UNIVERSAL DONATION FORM

Creating a versatile, cutting edge donation form for use across all company products.

NEON ONE
NEON GIVING DAYS, NEON CRM, NEON FUNDRAISE
2024

UX DESIGN
PROTOTYPING
USER RESEARCH
RESPONSIVE DESIGN

INTRODUCTION

PROJECT BRIEF

Neon One is a platform that, at it’s core, serves as a means of empowering non-profit organizations to do the most good.  One of the most crucial means of achieving this goal is by accepting donations.  As a company comprised of several different products, and with a mind towards the unification of these products, we wanted to standardize our donation forms company-wide.  Our new forms must be both functionally and visually versatile, and must be built with ease.

THE CHALLENGE

Donation forms differ by platform in both functionality and appearance, and while organizations aim to collect voluntary user data, the current forms often feel overwhelming across platforms. To be effective, these forms also need to support host branding, ensuring a consistent and trustworthy user experience.

A persistent issue we discovered from user feedback was the overwhelming length of our previous forms.  These old forms were either a single-page form that could be configured to be endlessly long, or were comprised of an indeterminate series of pages (which could also be endlessly long.  The issue rooted from the function of the form – organizations were using these forms to collect a myriad variety of donor information, and while this data was important and useful, it was not necessarily relevant to the task at hand – the donation.

Additionally, from a research and data perspective, we had the challenge of working data blind, as Neon did not have a centralized database of donor demographic information.  We had to rely on industry best-practices, market research, and testing feedback to inform our design decisions.

SOLUTIONS

DONATION FORMS

Our solution to the issue of donation abandonment and donor overwhelm was to reduce the length of the form to three steps – donation selection, donor information, and payment.  The new form is a focused experience – it allows for a reasonable degree of information collection, but prioritizes the task at hand for both donors and organizations.

The form itself is configurable in its appearance and options, and is able to be embedded onto a page or triggered as a lightbox modal.

FORM BUILDER

The form builder is an overhaul of existing form editor capabilities.  Each page of the form is presented as either a preview state or an edit state where fields and options can be configured.  The form builder also allows for custom fields to be created within the form itself, without having to navigate to an external page to manage custom fields.

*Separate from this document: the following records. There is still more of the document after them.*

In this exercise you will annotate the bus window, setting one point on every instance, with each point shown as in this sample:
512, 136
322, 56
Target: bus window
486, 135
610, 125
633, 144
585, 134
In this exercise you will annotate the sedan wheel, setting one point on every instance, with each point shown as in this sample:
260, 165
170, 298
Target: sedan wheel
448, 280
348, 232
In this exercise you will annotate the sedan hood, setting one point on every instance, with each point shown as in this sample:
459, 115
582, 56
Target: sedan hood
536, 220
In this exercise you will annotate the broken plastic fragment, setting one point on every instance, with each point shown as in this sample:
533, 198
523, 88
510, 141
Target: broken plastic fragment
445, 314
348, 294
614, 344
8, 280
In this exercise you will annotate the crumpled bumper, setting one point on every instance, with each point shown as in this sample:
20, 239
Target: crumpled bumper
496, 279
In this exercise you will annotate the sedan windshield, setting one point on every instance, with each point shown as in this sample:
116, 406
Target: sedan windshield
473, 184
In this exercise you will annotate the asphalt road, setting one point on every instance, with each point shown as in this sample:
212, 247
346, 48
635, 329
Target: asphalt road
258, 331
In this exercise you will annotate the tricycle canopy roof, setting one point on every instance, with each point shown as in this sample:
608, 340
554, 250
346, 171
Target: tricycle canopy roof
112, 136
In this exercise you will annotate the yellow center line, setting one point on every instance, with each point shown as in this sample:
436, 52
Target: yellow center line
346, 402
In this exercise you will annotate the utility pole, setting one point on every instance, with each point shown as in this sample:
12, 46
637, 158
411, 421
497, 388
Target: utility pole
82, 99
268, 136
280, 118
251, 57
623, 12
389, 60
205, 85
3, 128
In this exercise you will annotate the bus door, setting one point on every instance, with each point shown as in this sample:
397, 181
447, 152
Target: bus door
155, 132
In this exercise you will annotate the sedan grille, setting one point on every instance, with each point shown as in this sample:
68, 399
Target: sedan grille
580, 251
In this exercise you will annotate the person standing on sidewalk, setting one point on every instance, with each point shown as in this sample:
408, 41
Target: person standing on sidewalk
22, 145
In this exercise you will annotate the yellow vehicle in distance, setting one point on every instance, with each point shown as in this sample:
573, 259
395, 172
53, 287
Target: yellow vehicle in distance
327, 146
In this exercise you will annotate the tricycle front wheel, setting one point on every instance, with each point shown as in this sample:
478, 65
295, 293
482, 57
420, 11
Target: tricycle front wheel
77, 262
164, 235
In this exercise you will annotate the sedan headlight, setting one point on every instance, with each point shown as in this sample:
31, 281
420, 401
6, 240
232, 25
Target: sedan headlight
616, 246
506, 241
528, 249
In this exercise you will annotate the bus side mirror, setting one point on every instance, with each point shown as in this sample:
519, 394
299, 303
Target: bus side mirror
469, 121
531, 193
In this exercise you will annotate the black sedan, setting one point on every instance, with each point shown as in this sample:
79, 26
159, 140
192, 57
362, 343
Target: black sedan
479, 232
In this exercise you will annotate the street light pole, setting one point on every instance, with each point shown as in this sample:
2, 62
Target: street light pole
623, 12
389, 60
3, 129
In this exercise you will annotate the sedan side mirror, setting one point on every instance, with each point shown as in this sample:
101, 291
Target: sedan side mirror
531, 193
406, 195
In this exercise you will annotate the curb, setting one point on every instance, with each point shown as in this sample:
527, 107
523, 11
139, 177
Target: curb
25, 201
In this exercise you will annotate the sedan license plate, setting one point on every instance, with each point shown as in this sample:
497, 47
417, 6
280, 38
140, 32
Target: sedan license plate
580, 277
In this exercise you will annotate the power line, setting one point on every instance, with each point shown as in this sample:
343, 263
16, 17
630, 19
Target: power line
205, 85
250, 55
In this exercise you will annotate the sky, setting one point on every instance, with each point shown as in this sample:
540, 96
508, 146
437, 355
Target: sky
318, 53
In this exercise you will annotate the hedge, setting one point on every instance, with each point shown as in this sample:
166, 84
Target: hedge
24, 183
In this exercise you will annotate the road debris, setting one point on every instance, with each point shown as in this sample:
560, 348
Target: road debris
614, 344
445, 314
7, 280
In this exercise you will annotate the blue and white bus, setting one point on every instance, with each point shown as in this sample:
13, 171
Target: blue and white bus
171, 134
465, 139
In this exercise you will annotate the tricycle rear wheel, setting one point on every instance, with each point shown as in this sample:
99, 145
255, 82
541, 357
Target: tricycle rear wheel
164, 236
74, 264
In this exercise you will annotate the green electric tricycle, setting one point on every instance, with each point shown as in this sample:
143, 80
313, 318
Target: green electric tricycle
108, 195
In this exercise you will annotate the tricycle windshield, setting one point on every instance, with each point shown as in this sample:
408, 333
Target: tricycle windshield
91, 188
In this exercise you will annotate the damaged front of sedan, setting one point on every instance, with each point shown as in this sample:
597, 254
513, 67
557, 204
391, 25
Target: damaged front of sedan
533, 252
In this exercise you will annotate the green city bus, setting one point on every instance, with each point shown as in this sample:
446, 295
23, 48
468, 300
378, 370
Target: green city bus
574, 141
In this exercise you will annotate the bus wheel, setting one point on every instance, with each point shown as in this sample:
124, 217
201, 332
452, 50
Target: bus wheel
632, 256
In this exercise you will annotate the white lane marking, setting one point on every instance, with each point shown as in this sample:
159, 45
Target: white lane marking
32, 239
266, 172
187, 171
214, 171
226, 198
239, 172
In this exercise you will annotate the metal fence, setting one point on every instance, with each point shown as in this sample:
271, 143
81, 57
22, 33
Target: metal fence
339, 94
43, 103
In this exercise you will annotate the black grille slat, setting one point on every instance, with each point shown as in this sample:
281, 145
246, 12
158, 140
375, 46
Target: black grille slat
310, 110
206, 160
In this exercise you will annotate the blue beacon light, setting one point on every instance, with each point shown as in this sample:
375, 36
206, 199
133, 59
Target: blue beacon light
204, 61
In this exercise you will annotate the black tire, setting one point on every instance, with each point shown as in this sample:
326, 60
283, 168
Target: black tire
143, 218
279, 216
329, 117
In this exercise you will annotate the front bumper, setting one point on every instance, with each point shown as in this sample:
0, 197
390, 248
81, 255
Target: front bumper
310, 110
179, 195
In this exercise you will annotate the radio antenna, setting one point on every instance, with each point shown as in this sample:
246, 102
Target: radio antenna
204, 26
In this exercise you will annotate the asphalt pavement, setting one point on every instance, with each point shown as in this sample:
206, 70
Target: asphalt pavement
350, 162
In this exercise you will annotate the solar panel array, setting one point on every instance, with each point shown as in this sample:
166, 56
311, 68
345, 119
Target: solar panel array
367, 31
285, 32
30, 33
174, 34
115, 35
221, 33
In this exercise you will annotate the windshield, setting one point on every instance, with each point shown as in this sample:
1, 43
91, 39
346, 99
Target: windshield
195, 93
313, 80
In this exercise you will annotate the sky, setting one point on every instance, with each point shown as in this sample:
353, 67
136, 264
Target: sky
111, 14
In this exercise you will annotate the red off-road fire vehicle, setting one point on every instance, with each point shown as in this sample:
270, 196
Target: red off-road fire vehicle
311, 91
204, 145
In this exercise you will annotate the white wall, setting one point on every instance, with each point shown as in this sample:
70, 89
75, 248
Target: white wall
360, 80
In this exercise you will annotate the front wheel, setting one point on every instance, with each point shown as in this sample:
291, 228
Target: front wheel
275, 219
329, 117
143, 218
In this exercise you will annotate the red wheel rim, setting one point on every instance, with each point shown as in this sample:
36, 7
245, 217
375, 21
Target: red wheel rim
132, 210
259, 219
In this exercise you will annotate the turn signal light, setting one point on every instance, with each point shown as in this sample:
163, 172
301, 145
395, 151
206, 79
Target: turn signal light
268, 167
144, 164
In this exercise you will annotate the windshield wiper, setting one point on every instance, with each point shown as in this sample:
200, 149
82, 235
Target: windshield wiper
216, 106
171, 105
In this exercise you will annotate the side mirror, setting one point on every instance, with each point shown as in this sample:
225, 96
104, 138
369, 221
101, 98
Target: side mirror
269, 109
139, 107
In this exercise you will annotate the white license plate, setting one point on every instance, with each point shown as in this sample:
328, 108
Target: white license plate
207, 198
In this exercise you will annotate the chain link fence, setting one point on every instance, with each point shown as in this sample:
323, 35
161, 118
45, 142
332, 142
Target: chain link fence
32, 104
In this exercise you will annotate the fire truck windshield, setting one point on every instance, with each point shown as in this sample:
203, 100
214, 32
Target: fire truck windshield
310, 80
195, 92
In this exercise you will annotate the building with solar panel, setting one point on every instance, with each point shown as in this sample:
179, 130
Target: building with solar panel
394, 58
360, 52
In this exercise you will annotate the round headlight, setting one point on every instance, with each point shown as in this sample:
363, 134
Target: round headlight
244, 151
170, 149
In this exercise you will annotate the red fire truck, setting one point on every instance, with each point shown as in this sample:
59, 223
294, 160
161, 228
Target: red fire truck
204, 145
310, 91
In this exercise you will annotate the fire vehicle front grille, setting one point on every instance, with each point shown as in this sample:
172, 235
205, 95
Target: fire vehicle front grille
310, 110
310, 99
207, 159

Branding and visual design were also a major consideration, as we needed to the form to be able to be aesthetically consistent with an organizations brand identity.  Our theme builder allows for customization and templating to allow the organization to create a form that exists seamlessly within their site pages.

FOLLOWUP

After launching our new universal donation form and its builder, we collected feedback from organizations and found there was still room for improvement on the efficiency of the form.  In order to further reduce the friction on the donation experience, we built an express donation form that reduces the data collection to only the absolutely necessary information (email, payment info) and allows the donor to give with potentially a single click thanks to integrations with Apple Pay/Google Pay, Paypal, and Venmo.

CONCLUSION

FEEDBACK AND OUTCOMES

The new Universal Donation Form was a lesson in restraint and curation of an experience.  We found that donors and organizations alike found more value in a streamlined, focused, and deliberate form, rather than an ambiguous, infinitely configurable form.  Through client feedback sessions and NPS responses, we confirmed that people using this form (donors and administrators alike) felt unimpeded in their goal, our goal – to make the most good happen.

FINAL THOUGHTS

One of the challenges that persisted throughout the work at Neon was the consideration that the people creating forms are not necessarily professional form builders (if such a career exists) – these are administrative staffers whose responsibilities are focused on the good their organization does.  By providing some guidance and establishing boundaries within our form building experience, we allowed those administrators to make fewer decisions, work less on our back-end, and get back to their mission.  With this new form and building process, we gave organizations the ability to configure their donation experience as much as needed – viable out of the box, but with plenty of space to fine-tune.

For donors, we made it easier to give to the causes that matter to them, cutting out the unnecessary friction, and providing a thoughtful, focused donation form.

This donation form was also a success internally – it not only unified several product experiences, but was an exploratory foray into cross-team collaboration.  By setting a design standard across our different products, we were able to get closer to our goal of fostering a holistic environment through which non-profit organizations could rally the support they need to further their cause.